Alrededor de fotos proyectadas en una pantalla sobre el escenario, la entrevista se torna en un nombrar y fechar obras de Minujin. Se cuenta que en el año 1964, gana el premio Di Tella con dos obras: “Eróticos en technicolor”, formada por colchones multicolores que penden del techo mediante resortes, y “Revuélquese y viva”, una estructura habitable que permite el ingreso y uso de los espectadores.

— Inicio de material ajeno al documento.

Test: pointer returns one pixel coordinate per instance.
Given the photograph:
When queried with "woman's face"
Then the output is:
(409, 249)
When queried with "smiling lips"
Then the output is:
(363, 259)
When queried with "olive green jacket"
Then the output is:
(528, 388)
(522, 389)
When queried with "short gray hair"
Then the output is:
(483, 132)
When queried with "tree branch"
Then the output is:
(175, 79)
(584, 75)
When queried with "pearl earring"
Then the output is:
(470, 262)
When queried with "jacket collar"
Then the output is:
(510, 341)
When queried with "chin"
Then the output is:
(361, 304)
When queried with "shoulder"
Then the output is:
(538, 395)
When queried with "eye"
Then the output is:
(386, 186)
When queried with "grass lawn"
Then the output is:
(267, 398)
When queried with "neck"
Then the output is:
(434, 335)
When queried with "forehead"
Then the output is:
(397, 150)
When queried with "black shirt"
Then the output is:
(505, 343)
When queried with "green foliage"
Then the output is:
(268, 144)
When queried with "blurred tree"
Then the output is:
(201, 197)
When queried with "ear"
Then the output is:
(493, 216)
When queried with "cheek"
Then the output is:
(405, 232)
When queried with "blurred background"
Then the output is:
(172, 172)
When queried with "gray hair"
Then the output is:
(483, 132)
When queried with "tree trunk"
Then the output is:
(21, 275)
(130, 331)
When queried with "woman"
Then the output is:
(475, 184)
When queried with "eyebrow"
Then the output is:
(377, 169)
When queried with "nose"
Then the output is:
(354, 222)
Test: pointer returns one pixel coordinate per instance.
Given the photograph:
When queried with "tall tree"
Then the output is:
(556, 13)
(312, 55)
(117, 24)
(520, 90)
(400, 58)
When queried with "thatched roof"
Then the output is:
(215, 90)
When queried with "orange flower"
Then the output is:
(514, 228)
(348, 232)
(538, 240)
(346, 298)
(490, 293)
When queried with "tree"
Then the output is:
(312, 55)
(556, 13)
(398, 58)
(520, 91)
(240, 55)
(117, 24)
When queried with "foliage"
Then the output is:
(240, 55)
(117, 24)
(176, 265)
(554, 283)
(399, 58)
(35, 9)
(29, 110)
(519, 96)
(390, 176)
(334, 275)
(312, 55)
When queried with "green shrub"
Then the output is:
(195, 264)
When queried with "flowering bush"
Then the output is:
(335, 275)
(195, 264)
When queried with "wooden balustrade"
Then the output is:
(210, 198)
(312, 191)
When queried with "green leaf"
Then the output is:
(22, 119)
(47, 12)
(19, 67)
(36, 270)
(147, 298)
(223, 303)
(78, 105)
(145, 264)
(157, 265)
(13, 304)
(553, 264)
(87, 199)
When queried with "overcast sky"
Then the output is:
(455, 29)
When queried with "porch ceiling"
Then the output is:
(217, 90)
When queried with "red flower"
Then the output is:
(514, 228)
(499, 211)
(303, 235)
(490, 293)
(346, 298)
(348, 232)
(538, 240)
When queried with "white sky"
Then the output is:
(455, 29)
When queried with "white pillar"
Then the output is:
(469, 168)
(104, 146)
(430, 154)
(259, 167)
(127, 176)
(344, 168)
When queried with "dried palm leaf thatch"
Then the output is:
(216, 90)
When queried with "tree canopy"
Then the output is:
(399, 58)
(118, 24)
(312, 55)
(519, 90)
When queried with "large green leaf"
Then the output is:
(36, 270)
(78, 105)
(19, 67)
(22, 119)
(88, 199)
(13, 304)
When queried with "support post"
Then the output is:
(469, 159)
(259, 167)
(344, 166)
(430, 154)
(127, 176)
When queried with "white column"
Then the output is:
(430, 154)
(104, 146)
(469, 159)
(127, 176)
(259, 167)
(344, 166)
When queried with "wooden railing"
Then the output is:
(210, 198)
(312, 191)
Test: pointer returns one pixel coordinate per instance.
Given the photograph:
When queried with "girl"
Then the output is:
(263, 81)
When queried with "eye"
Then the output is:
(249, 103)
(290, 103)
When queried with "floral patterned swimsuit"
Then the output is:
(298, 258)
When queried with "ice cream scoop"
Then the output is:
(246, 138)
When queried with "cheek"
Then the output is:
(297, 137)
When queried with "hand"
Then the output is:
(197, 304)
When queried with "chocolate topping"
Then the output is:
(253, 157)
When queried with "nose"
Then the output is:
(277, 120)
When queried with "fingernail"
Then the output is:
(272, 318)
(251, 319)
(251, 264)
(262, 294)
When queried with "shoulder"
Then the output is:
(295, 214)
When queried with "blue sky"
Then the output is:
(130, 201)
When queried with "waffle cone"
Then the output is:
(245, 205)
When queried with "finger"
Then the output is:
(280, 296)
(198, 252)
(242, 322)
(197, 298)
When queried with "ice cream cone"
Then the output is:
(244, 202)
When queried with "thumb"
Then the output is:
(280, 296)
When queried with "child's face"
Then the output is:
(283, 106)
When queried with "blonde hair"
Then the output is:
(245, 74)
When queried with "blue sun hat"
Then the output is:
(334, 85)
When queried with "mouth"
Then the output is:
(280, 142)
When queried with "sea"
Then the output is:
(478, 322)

En ambas, la artista elige los colchones como forma blanda y viva, cargada de vivencia ya que en ese revoltijo de tela y espuma, las personas nacen, mueren, duermen, hacen el amor y acontecen el cincuenta por ciento de sus vidas.
En el transcurso del encuentro convocado por la AAMNBA hay una intención de crear la historia y la biografía de Minujin, dejando escapar, tal vez, lo más importante: el arte y sus haceres, desdibujando sus posibilidades, como si el arte estuviera en otra dimensión de iluminados alejados de lo social y lo político.
Escabullendo sus palabras por una rendija y tomando vuelo, Minujin afirma que en este momento lo que existe en el arte es el mercado. “No hay similitud con lo que existía en el Di Tella. Lo que queda del Instituto es a nivel de estudio, pero el arte se ha transformado en otra cosa: en galeristas que quieren vender, en coleccionistas que quieren comprar lo mejor y lo más barato, y en artistas que se matan en la competencia por tener un producto que signifique algo en este momento. Sumado al torbellino internet donde la copia se multiplica, las exposiciones han sido reemplazadas por las ferias de ansiedades y vanidades artísticas donde todo es venta y marketing. Hay muchos que trabajan con el arte pero hay pocos artistas”. Con las manos explicando en el espacio y sus palabras a la velocidad de la mente, Minujin manifiesta que espera estar viva para ver una revolución contra las ferias de arte.
Consultada por Marcha acerca de cuál es el espacio posible para un arte no comercial, Minujin responde que la salida son las becas, hacer arte por el arte y tratar de exhibirlo. “No admitir que pongan precio a tu obra y sostenerlo como una cuestión interna –sostiene-. Otra manera es vivir de algo distinto y enseñar es una de las alternativas. Pero no vivir pendiente de las ferias y el mercado. Eso es lo peor para un artista”. Hasta los cuarenta años, Minujin no vendió ni una sola obra y hasta ese momento vivía de becas.
Minujin, amiga y compañera de acción de los y las artistas más grandes del siglo pasado, que construyó su camino abriendo las puertas de la percepción, sigue pensando que las ideas pueden contagiarse, hacerse más grande y ocupar más espacios.
Al salir de la charla, quedan flotando ideas acerca de cuál es el territorio del arte, de quiénes ocupan ese espacio y para quién. Y si el arte es sólo aquel abalado por las instituciones y el mercado. Quizá, el espacio del arte sea otro al de las instituciones; tal vez el arte se encuentre en el borde, en el barrio, en la resistencia y en el deseo.